Vendredi 28 septembre, Carlos Diaz, pdg de la société Kwarter, installé à San Francisco en Californie est le premier à réagir à une tribune de Jean-David Chamboredon, dans laquelle l’un des plus actifs business-angels de France évoque le chiffre de 60,5% de taxation pour la revente de parts d’entreprises.
“Rip l’entrepreneuriat en France” écrit Carlos Diaz sur Facebook. Très vite, ses amis entrepreneurs de France réagissent à leur tour et ensemble ils décident de créer un mouvement à la manière des indignés. Quelques minutes plus tard, la page “Pigeons, mouvement de défense des entrepreneurs français” est née, elle compte aujourd’hui plus de 63 000 fans. “Au début c’était une boutade, il n’y avait aucune volonté d’organisation politique. J’ai crée la page mais je ne pensais pas que ça allait prendre une telle ampleur” raconte Carlos Diaz.
Celui qui se décrit comme un serial entrepreneur s’est senti immédiatement concerné par le projet que préparait le gouvernement : “cette notion de liberté d’entreprendre on la vit ici de manière tellement décomplexée que ça m’a paru encore plus absurde je pense“. Car même s’il vit dans la Silicon Valley, Carlos Diaz se sent viscéralement français, “je n’ai pas fui la France, je vote en France, je suis l’actualité, mais je pense que sur le plan de l’entrepreunariat on a beaucoup à apprendre des Etats-Unis”.
Comme lui, les entrepreneurs et investisseurs français de la vallée sont nombreux à prendre part au débat. “Bien sûr que c’est un sujet de préoccupation pour nous. Ce n’est pas parce qu’on est à l’étranger qu’on ne se préoccupe pas de ce qui se passe en France,” explique Guillaume Decugis, le fondateur de Scoop.it. “La grande majorité de mes salariés sont en France, ma première boite, je l’ai créée en France et à terme j’ai envie d’entreprendre en France.”

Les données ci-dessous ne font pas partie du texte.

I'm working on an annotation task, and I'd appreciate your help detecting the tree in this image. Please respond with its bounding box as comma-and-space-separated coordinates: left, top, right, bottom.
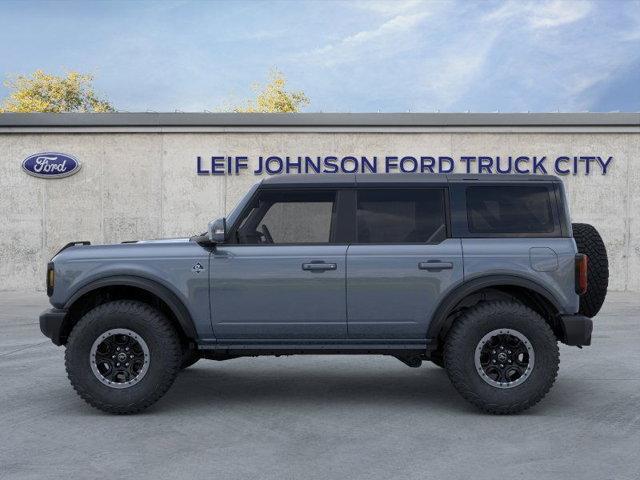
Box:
0, 70, 115, 113
233, 70, 309, 113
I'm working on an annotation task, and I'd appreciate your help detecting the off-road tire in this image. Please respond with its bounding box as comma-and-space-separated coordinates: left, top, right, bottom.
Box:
180, 347, 200, 370
444, 301, 560, 414
65, 300, 182, 414
572, 223, 609, 317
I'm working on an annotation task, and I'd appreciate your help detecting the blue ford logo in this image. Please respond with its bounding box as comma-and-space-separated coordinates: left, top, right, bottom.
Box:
22, 152, 80, 178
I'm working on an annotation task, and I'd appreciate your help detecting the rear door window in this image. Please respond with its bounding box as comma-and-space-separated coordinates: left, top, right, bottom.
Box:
357, 188, 447, 244
466, 185, 560, 235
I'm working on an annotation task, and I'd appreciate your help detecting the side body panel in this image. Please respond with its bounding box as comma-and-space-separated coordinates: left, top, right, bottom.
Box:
50, 239, 213, 340
347, 238, 463, 339
462, 238, 579, 314
211, 244, 347, 340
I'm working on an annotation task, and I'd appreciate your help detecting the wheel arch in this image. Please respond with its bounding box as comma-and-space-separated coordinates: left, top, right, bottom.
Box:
427, 275, 561, 340
61, 275, 197, 343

Depuis la Californie où il vit, Guillaume soutient le mouvement. “J’ai toujours eu du mal à m’identifier aux représentants historiques comme le MEDEF ou la CGPME, ce que j’aime dans ce mouvement, c’est qu’il est spontané. On a une revendication simple et précise. J’ai toujours défendu l’idée qu’on pouvait être entrepreneur en France mais c’est clair que ce projet de réforme aurait tué la motivation.”
Il faut dire qu’ici, l’innovation est au centre de l’économie et avec elle ce que l’on appelle les “sorties”. “Se faire racheter fait partie du développement naturel d’une start-up, c’est quelque chose de positif et c’est comme cela que marche le financement” plaide André Gueziec, créateur de l’application Beatthetraffic.com.
Lui ne s’est pas impliqué dans le mouvement mais il a évidemment entendu parler des Pigeons. “Ce sont des nouvelles qui font peur, déjà les 75% avaient marqué. Les gens ne s’attachent pas aux détails, quand je parle avec les entrepreneurs américains de mon entourage, ils ont l’impression que la France est devenu un pays confiscatoire ” ajoute-t-il.
Inquiet pour la réputation déjà “écornée” de la France, Stéphane Distinguin l’est lui aussi. Le pdg de Faber Novel, qui navigue entre Paris et San Francisco, est l’un des premiers entrepreneurs à avoir exprimé des réserves sur le mouvement: “je suis très inquiet des conséquences que ça peut avoir à l’étranger sur l’image de notre pays. Je préfèrerais qu’on parle de la levée de fond de Deezer ou des progrès de Critéo que de fantasmes anti-entrepreneurs ou des bévues du gouvernement” s’attriste-t-il. Stéphane Distinguin veut plutôt penser à “une maladresse et une forme de méconnaissance de nos milieux très particulier” de la part du gouvernement.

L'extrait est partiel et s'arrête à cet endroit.